聚类的应用#

Using Clustering for Preprocess#

"""
simple MNIST-like datasets containing 1797 grayscale 8*8 images
"""
from sklearn.datasets import load_digits
from sklearn.model_selection import train_test_split

X_digits, y_digits = load_digits(return_X_y=True)
X_train, X_test, y_train, y_test = train_test_split(X_digits, y_digits)
from sklearn.linear_model import LogisticRegression

# vanilla model
log_reg = LogisticRegression()
"""
Instead of vanilla model
We can create a pipeline that will first cluster the training set into 50 clusters, 
then replace the images with their distances to these 50 clusters.
"""
from sklearn.pipeline import Pipeline
from sklearn.cluster import KMeans

pipeline = Pipeline([
    ("kmeans", KMeans(n_clusters=50)),
    ("log_reg", LogisticRegression()),
])
from sklearn.model_selection import GridSearchCV

# find the optimal n_clusters
param_grid = dict(kmeans__n_clusters=range(2, 100, 2))
# verbose=2: print each model's result
grid_clf = GridSearchCV(pipeline, param_grid, cv=3, verbose=2)

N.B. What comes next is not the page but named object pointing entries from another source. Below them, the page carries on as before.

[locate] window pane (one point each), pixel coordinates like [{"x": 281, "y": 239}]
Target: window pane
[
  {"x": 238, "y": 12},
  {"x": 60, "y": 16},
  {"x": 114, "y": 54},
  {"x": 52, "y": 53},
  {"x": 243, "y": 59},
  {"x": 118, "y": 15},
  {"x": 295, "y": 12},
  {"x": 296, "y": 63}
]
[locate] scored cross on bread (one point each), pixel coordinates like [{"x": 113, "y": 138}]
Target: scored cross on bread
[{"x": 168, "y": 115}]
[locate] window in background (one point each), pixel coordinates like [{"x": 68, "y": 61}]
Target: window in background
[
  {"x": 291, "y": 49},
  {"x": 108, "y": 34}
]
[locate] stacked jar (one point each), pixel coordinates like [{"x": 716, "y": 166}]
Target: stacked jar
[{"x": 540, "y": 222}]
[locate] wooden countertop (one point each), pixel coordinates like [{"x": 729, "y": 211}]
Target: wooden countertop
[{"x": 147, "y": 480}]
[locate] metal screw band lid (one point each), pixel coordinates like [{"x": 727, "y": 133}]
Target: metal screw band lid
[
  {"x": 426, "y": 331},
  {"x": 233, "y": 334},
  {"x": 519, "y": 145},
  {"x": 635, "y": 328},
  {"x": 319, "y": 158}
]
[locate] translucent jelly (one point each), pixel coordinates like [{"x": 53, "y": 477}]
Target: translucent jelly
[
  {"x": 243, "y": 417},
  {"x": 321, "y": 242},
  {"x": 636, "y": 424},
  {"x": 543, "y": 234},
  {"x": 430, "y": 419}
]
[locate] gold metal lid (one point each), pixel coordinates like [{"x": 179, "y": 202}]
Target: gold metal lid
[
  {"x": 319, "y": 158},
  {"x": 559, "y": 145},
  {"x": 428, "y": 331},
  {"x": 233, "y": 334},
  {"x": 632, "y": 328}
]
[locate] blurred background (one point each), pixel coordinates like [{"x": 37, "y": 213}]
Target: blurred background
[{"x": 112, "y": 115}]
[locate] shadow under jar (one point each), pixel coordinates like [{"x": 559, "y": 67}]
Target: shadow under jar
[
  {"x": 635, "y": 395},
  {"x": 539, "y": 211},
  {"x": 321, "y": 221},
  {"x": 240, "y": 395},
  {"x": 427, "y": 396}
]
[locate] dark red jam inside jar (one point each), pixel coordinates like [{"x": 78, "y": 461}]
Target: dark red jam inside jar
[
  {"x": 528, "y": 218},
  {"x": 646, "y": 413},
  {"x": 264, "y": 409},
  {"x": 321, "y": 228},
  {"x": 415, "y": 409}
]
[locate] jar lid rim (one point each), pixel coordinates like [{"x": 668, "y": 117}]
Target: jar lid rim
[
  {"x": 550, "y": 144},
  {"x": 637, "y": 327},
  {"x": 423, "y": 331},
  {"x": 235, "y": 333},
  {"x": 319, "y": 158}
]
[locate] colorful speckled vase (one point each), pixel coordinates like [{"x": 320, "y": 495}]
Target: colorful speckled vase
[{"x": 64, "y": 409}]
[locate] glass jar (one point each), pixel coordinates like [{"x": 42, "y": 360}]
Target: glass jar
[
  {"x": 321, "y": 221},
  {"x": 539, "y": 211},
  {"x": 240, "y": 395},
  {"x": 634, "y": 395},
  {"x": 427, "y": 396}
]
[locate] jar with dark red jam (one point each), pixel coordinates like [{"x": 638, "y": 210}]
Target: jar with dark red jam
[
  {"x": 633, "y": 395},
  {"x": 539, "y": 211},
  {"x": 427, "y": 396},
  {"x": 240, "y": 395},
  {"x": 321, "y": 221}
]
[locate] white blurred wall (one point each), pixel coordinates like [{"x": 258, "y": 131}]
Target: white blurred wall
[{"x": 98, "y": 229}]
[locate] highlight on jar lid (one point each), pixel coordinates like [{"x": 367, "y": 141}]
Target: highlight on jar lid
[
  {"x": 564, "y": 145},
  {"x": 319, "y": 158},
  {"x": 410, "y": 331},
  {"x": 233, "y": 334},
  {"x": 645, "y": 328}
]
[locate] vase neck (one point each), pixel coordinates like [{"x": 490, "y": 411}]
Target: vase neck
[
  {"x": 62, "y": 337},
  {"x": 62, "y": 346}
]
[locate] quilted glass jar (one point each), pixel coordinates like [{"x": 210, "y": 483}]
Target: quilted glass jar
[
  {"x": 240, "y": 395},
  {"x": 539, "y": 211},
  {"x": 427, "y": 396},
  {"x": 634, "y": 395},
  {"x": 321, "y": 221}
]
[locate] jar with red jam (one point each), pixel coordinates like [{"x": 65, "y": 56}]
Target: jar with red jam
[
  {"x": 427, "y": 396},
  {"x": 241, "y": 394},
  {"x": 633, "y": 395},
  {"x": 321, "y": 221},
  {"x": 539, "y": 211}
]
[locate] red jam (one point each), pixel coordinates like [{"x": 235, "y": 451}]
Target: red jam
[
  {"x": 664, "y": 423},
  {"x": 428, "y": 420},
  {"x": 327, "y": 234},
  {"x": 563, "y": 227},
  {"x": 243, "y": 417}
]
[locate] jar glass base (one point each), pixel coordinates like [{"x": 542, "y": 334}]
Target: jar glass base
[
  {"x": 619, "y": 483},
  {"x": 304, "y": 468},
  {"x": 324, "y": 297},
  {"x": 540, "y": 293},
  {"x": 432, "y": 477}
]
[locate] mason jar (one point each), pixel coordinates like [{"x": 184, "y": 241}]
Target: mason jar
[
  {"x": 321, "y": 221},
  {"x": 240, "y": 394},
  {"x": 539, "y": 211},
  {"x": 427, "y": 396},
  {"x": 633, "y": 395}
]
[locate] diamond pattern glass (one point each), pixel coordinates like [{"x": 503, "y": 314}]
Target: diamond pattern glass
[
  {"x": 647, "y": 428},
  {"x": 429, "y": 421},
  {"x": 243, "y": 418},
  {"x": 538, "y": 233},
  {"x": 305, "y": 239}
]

Using Clustering for Semi-Supervised Learning#

When we have plenty of unlabeled instances and very few labeled instances.

For example we can only label 50 instances, instead of choose instances at random, we can:

1.cluster the training set into 50 clusters

2.for each cluster, find the image closest to the centroid, just label these representatives.

Propagate the labels to the 20% of the instances that are closest to the centroids is even better!